Widlöcher discorda de Kernberg, argumentando que não ocorre clivagem do ego nos
estados-limite, que aí a clivagem não é resultante de uma estratégia do ego e sim de uma
fixação pulsional arcaica[9].
Para Jean Bergeret, o borderline é parte do que ele denomina estados-limite, é um dos
casos graves da organização-limite; nele se poderia observar de forma aumentada o que se
observa nos demais.
Dessa maneira, o recalque cedeu seu lugar de referência clínica a foraclusão e, ainda mais,
a foraclusão ganhou estatuto de generalizada, universal à espécie humana, fruto do paradigma
da subjetividade humana tomada a partir da psicose. Dessa maneira, na concepção anterior
(baseada na neurose) a presença do significante Nome-do-Pai, pelo retorno do recalcado,
produzia uma resposta ao real através da neurose, e a foraclusão desse significante induzia a
uma psicose, mesmo que não deflagrada. Aquele modelo é substituído por este, que postula
que frente a foraclusão generalizada a possibilidade reside em suplências à falta estrutural no
simbólico. Na suplência não se trata da busca de um complemento ou restauração de um
sentido, não se faz metáfora e não se trata da metáfora delirante. Na suplência trata-se sim do
sujeito encontrar soluções, ela pode permitir uma conexão com a vida e com o Outro.
Retornando ao caso
Este caso foi uma oportunidade ímpar de demonstrar modos diferentes de diagnóstico
que, certamente, implicam em modos diferentes de condução do tratamento. A psiquiatria
define os diagnósticos pela classificação e catalogação de sintomas e o caso de J. presta-se de
maneira exemplar a cumprir seus requisitos. A ego-psychology utiliza as funções do eu como
critério de diagnóstico dos chamados borderlines. A palavra utilizada, "estados-limite", já
enuncia: trata-se de estado, passível de mudança gradativa, pode-se então estar menos ou
mais no limite ou na normalidade.
Com Lacan, durante o período de seu ensino dedicado à releitura de Freud, um avanço
ocorreu no terreno externo à neurose, a clínica evocava o não ceder frente à psicose. Com a
orientação lacaniana, ao trabalhar o último período de ensino de Lacan, a partir da
Conversação de Arcachon, acompanhamos mais um ganho clínico: delimita-se um possível
para o tratamento da psicose, deflagrada ou não, e dos casos inclassificáveis.

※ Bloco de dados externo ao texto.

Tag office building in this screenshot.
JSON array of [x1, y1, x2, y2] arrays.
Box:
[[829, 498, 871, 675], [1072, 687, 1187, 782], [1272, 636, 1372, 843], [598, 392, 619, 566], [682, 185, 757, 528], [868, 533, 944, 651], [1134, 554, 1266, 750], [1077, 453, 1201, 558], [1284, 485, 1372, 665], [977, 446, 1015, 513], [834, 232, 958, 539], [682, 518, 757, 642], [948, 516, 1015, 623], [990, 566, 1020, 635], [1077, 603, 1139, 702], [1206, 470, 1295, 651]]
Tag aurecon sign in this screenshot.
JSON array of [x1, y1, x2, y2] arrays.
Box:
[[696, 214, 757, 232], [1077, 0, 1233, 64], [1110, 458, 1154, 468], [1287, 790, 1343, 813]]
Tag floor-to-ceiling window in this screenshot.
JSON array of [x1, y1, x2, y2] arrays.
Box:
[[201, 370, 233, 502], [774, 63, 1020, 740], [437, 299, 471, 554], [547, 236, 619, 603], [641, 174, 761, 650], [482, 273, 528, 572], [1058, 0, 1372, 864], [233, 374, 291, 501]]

Texto publicado na Opção Lacaniana – Revista Brasileira Internacional de Psicanálise n. 43, pp.
101 a 107.
[1] A Apresentação de pacientes aqui referida se trata de uma das atividades desenvolvidas no
interior da Seção Clínica da Clínica Lacaniana de Atendimento e Pesquisas em Psicanálise –
CLIPP (associada ao Instituto de Campo Freudiano de São Paulo), que se deu na Casa de Saúde
Nossa Senhora de Fátima.
[3] SONENREICH e outros. Psiquiatria: propostas, notas, comentários. São Paulo: Lemos-
Editorial, 1999, p. 149.
[4] LAURENT, Éric. "Há algo de novo nas psicoses", Curinga no. 14, abr. 2000, p.162.

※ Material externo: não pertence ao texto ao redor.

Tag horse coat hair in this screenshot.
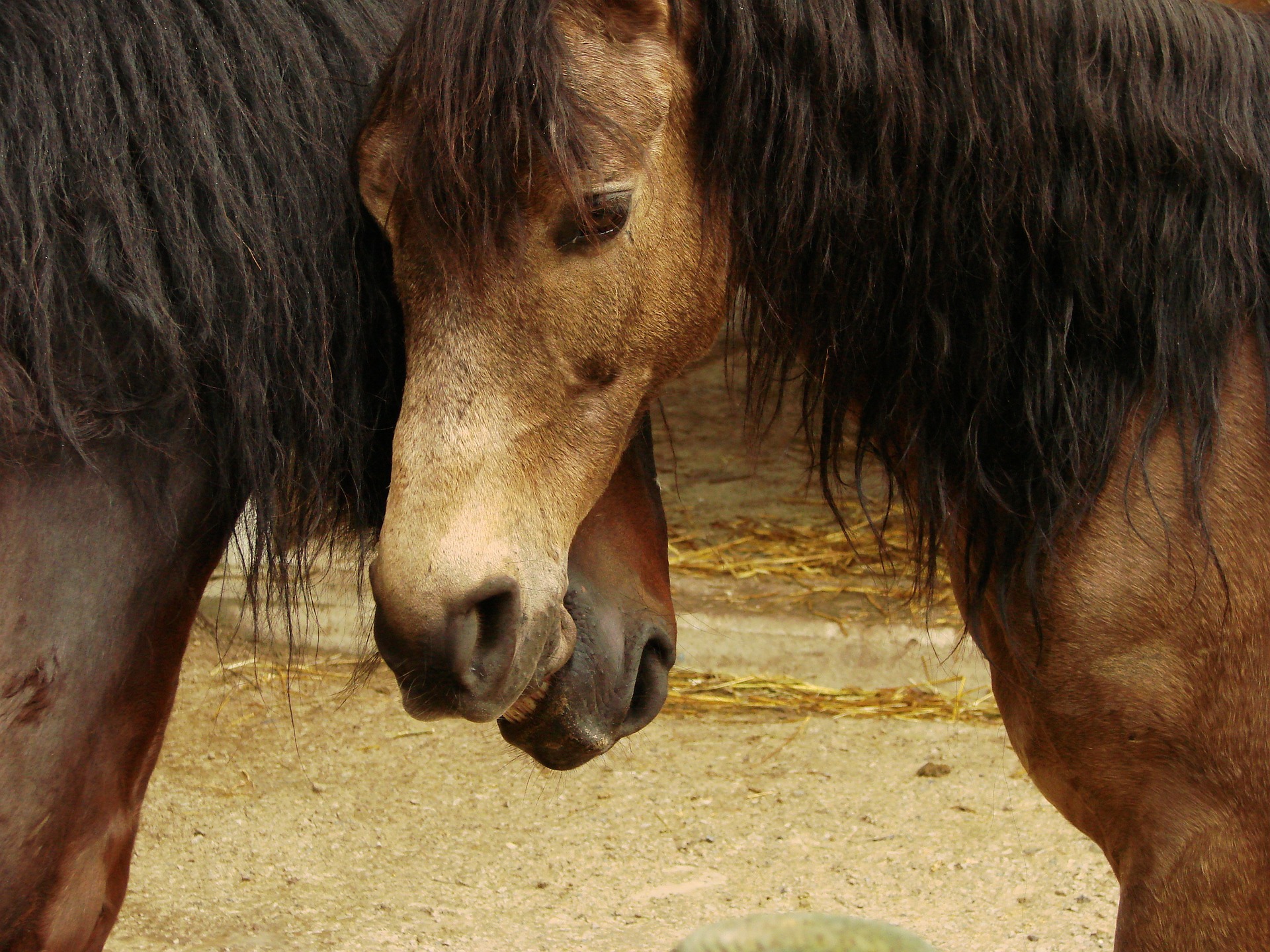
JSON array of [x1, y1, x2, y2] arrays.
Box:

[5] HEGENBERG, Mauro. Borderline. São Paulo: Casa do Psicólogo, 2000, 2 ed., p.14.
[6] SONENREICH e outros. Psiquiatria: propostas, notas, comentários. São Paulo: Lemos-
Editorial, 1999, p. 149.
[9] WIDLÖCHER, D. "Clivage et sexualité infantile dans les états limites", in André, J. (org.) Les
états limites, Paris: PUF, 1999.
[10] FREUD, S. "Dois verbetes de enciclopédia". ESBOPC, Vol. XVIII. Rio de Janeiro: Imago,
1976, p. 302.
[11] LAURENT, Éric. "A extensão do sintoma hoje". Opção Lacaniana – Revista Brasileira
Internacional de Psicanálise no. 23, dezembro 1998, p. 17.